Source code and interfacing scripts are in the root of the repository. The most important scripts are:
-
apply_xform.py
- A central driver, allows to apply a sequence of transformations (or in general, high-level analysis/transformation scripts) to a single file or a directory of files ("project directory"). -
inter_dataflow.py
- Interprocedural (global) dataflow analysis driver (WIP). -
script_*.py
- High-level analysis/transformation scripts forapply_xform.py
(--script
switch). -
script_i_*.py
- Analysis scripts forinter_dataflow.py
. -
run_tests
- The regregression testsuite runner. The majority of testsuite is high-level, consisting of running apply_xform.py with different passes on file(s) and checking the expected results.

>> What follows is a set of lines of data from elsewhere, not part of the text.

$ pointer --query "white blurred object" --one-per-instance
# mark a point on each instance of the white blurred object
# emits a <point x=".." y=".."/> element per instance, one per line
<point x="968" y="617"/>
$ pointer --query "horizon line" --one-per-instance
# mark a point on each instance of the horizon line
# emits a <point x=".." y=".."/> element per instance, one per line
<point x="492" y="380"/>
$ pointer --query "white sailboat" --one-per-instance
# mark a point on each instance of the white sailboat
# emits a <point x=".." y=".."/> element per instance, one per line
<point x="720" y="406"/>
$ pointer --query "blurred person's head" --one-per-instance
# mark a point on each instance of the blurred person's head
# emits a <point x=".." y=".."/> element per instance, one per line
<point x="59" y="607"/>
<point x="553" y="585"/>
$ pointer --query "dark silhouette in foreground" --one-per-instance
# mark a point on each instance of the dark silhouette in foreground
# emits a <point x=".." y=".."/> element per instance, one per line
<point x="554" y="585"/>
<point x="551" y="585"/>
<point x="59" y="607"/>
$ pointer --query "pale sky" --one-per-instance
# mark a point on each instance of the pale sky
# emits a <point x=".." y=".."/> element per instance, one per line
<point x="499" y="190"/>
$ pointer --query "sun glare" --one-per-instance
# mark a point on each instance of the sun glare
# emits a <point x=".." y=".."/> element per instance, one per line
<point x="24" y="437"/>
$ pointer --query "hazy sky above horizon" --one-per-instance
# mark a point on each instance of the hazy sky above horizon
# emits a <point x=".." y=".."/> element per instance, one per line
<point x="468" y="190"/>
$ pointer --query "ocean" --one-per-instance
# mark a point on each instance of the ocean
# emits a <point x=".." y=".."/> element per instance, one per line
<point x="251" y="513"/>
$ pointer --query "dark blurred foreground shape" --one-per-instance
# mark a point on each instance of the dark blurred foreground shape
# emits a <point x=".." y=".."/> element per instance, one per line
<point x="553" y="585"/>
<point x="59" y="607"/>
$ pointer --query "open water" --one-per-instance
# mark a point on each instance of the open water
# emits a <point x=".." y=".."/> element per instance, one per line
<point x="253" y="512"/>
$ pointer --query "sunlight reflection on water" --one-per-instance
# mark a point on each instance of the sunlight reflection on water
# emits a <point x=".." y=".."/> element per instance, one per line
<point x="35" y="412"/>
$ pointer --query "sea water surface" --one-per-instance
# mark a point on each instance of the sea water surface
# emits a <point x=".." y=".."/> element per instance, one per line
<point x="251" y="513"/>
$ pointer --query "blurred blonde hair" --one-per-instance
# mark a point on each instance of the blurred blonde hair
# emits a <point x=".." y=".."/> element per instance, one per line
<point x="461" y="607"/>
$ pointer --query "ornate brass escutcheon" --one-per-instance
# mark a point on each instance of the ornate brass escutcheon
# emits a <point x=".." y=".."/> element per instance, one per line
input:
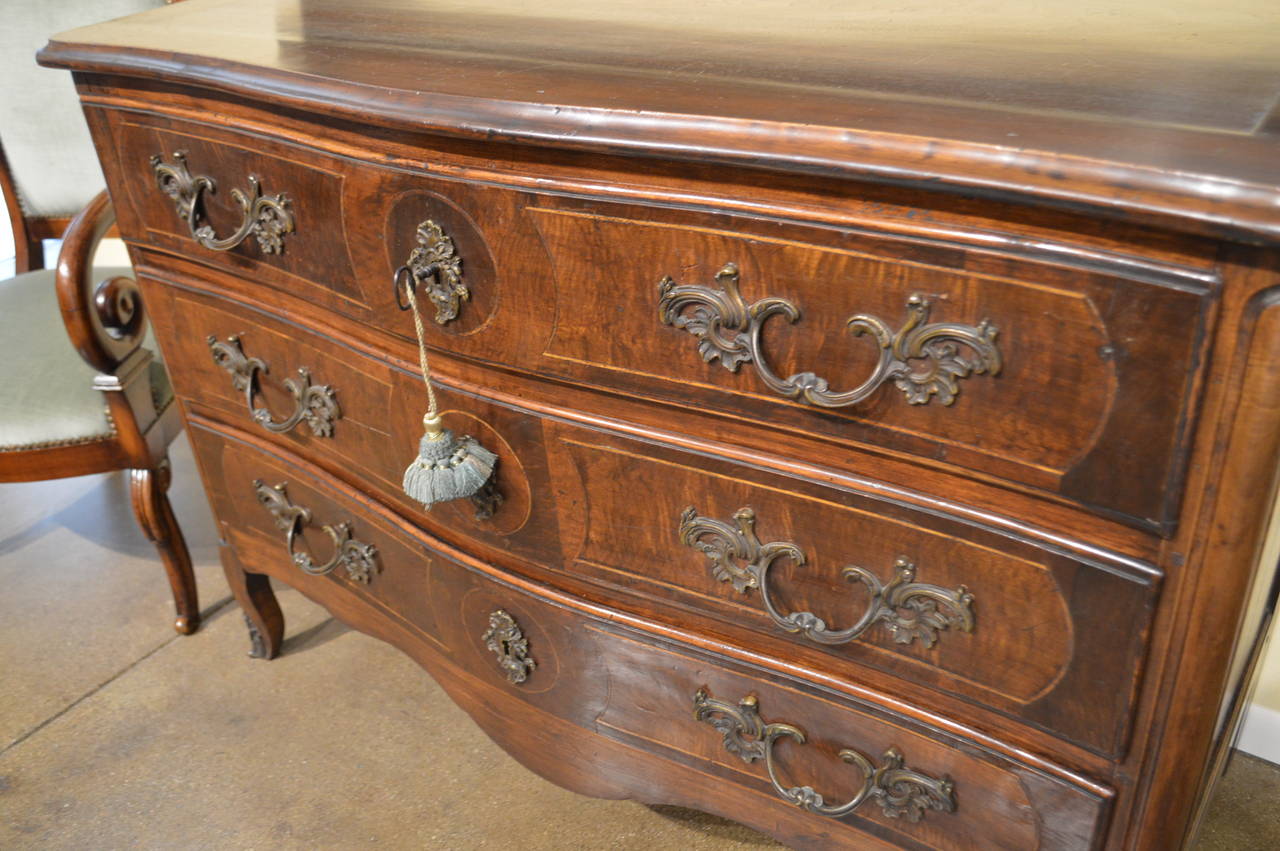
<point x="923" y="360"/>
<point x="357" y="558"/>
<point x="315" y="402"/>
<point x="266" y="218"/>
<point x="909" y="609"/>
<point x="506" y="641"/>
<point x="435" y="266"/>
<point x="899" y="790"/>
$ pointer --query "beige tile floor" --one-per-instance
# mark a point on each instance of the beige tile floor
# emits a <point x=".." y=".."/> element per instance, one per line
<point x="117" y="733"/>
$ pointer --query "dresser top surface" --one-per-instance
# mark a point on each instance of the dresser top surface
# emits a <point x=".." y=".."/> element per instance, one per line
<point x="1179" y="97"/>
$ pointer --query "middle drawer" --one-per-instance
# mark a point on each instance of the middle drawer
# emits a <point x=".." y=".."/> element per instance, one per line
<point x="845" y="582"/>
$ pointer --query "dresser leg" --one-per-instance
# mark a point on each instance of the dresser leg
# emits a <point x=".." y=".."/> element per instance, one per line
<point x="263" y="613"/>
<point x="155" y="516"/>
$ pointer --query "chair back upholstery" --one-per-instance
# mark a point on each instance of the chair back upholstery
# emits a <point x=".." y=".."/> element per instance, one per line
<point x="48" y="167"/>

Other subdirectories of the repository:
-
tests_unit
- Classical unit tests for Python modules, written in Python. -
tests
- The main testsuite. While integrational in the nature, it usually tests one pass on one simple file, so follows the unit testing philosophy. Tests are represented as PseudoC input files, while expected results - as PseudoC with basic blocks annotation and (where applicable) CFG in .dot format. Looking at these testcases, trying to modify them and seeing the outcome is the best way to learn how ScratchABlock works. -
docs
- A growing collection of documentation. For example, there's a specification of the PseudoC assembler language serving as the intermediate representation (IR) for ScratchABlock and a survey why another existing IR was not selected.

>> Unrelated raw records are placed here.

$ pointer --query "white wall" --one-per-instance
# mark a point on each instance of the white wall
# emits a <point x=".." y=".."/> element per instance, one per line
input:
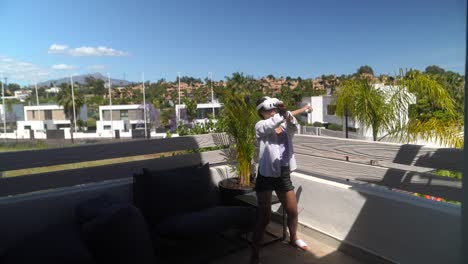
<point x="396" y="226"/>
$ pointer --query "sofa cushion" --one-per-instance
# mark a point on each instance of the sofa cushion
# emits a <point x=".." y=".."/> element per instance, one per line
<point x="116" y="233"/>
<point x="205" y="222"/>
<point x="101" y="205"/>
<point x="59" y="244"/>
<point x="166" y="193"/>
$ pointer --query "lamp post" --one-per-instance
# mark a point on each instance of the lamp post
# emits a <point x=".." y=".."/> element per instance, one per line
<point x="178" y="108"/>
<point x="144" y="101"/>
<point x="73" y="102"/>
<point x="212" y="95"/>
<point x="3" y="106"/>
<point x="110" y="106"/>
<point x="37" y="103"/>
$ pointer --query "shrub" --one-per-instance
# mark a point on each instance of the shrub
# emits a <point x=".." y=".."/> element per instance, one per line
<point x="335" y="127"/>
<point x="317" y="124"/>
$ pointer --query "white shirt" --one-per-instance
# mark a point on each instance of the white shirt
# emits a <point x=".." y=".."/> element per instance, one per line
<point x="269" y="162"/>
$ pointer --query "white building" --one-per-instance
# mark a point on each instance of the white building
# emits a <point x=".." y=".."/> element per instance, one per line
<point x="324" y="111"/>
<point x="124" y="118"/>
<point x="53" y="90"/>
<point x="203" y="111"/>
<point x="43" y="117"/>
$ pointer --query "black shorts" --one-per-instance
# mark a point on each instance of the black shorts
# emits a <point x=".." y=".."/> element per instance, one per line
<point x="278" y="184"/>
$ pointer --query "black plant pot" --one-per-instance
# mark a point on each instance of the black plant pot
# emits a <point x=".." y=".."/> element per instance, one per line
<point x="229" y="188"/>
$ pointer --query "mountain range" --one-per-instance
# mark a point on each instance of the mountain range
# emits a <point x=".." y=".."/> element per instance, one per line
<point x="81" y="79"/>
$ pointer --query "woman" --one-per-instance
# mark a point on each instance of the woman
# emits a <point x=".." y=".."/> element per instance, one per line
<point x="276" y="161"/>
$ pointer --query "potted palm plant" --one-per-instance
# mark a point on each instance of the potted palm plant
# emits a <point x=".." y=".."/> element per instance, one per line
<point x="237" y="119"/>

The current approach of ScratchABlock is to grow a collection of relatively loosely-coupled algorithms ("passes") for program analysis and transformation, have them covered with tests, and allow easy user access to them. The magic of decompilation consists of applying these algorithms in the rights order and right number of times. Then, to improve the performance of decompilation, these passes usually require more tight coupling. Exploring those directions is the next priority after implementing the inventory of passes as described above.
Algorithms and transformations implemented by ScratchABlock:
-
Graph algorithms:
- Construction and querying (predecessors, successors, etc.)
- Traversal (depth first search (DFS), postorder)
- Dominator tree/dominance frontiers
- Node splitting
-
Static Single Assignment form (SSA):
- Construction
-
Data flow analysis:
- Generic iterative dataflow algorithm framework
- Dominator tree
- Reaching definitions
- Live variables
- Building def-use chains
-
Propagation:
- Constant
- Copy
- Memory references
- Expressions
-
Dead code elimination (DCE)
-
Rewriting:
- Of stack variables
- Of structure fields (TODO)
- Devirtualization (TODO)
-
Control flow structuring:
- Removal of jumps-over-jumps
- Single exit
- Loop single landing site
- if/if-else/if-elif-else ladders
- Control-flow "and" (if (a && b))
- Abnormal selection via node splitting
- while/do-while/infinite loops
- Generic loop structuring (TODO)
- Unreachable basic blocks elimination (TODO)
-
Output formats:
- PseudoC
- PseudoC with annotated basic blocks
- C
- .dot (for control flow (CFGs) and other graphs)
- YAML (for function properties database)
ScratchABlock's partner tool is ScratchABit, which is an interactive disassemler intended to perform the lowest-level tasks of decompilation process, like separation of code from data, and identifying function boundaries. ScratchABit usually works with a native architecture assembler syntax, but for some architectures (usually, faithful RISCs), if a suitable plugin is available, it can output a PseudoC syntax, which can serve as input to ScratchABlock.